PROGRAMA ASIGNATURA FORMACIÓN VALÓRICA

“FORMANDO AL HOMBRE HUMANISTA LAICO”

Colegio Etchegoyen Talcahuano

Depto. de Orientación y Psicología

PROGRAMA DE FORMACIÓN VALÓRICA 5º A 8º BÁSICO

Enero, 2014

INDICE

TEMA PÁGINA  
Introducción ………………………………………. 3    
Fundamentación …………………………………. 3    
Objetivos …………………………………………… 10    
Metodología ………………………………………. 10    
Programa ………………………………………….. 11    
Evaluación ………………………………………… 14    

ASIGNATURA DE FORMACIÓN VALÓRICA

5º A 8º BÁSICO

INTRODUCCIÓN

El presente programa tiene por finalidad dar a conocer los diferentes elementos presentes en la asignatura de “Formación Valórica” destinada a alumnos de 5º y hasta 8º año Básico del Colegio Etchegoyen de Talcahuano. Se presentan entre otros los fundamentos, objetivos general y específicos, metodología y actividades que la componen. Pretende constituirse en un aporte a la comunidad escolar, fortaleciendo una historia de sólidos fundamentos filosóficos que lo sustentan, de estricto apego al humanismo laico y que cree en el Hombre como ser perfectible, no sólo en sus aspectos cognitivos sino también actitudinales y espirituales.

FUNDAMENTACIÓN

Una de las tareas más difíciles que el Ministerio de Educación incorporó a la Reforma Educacional es la combinación de un perfil de alumno con dos dimensiones algo distantes. Se procura combinar aptitudes competitivas junto con un sentido de eficiencia y profundidad reflexiva. Todo esto sin más que la niñez y la adolescencia para conseguirlas.
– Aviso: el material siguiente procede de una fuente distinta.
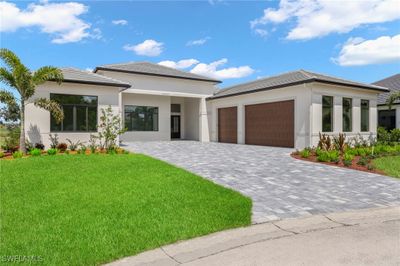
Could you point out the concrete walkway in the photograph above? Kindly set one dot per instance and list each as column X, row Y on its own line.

Esta tarea ha sido unos de los desafíos pendientes de la educación actual, debido a que los tiempos (entiéndase horarios docentes) y la mayoría de los esfuerzos están encaminados a obtener “buenos resultados” en las evaluaciones externas, y por tanto necesariamente se concentran en el SIMCE, la PSU, y el Ingreso a educación superior.

Tal vez la dicotomía señalada anteriormente, pueda estar entre las causas del aumento de las alteraciones emocionales y conductuales, que se presentan cada vez más temprano entre alumnos y alumnas, entiéndase insuficiente rendimiento escolar, trastornos depresivos, ansiosos, alimenticios, trastornos conductuales, el bullying, conductas autoflagelantes, e incluso el suicidio.
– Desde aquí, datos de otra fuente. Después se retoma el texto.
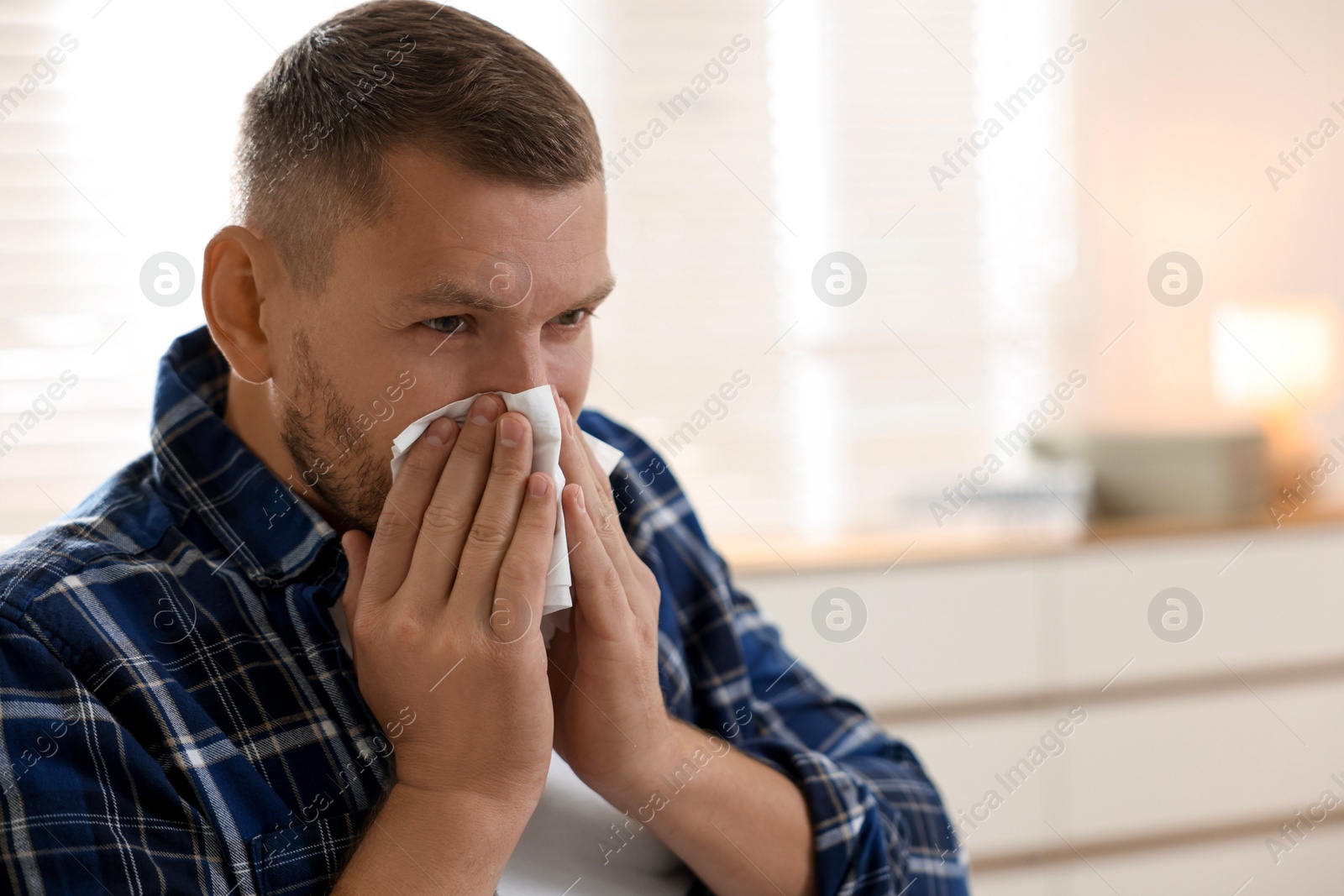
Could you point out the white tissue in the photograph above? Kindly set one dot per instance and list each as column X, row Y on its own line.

Todos estos padecimientos aparecen en un momento donde niños y niñas son presionados desde distintos sectores. Por un lado los padres y profesores con un mensaje formador y exigente (no muchas veces con la consecuencia necesaria entre el discurso y la acción), por otro,  los medios audiovisuales con mensajes altamente exitistas y facilistas, con una fuerte focalización en la erotización de las conductas. Y por otro lado la existencia de una enorme exigencia académica y social.

Cuestión principal entonces es el de definir qué o cuales valores son aquellos que serán contenidos en este programa de manera de promover un desarrollo y perfeccionamiento intelectual, moral y espiritual permanente en cada niño y niña y le sirvan de sustento axiológico en su futuro. ¿Cuáles serían los valores que deberían servir de guía para que cada uno de los estudiantes estuviese en condiciones de  incorporarse a la sociedad actual, convirtiéndose a la vez en una “buena persona”, y en un real aporte para la misma?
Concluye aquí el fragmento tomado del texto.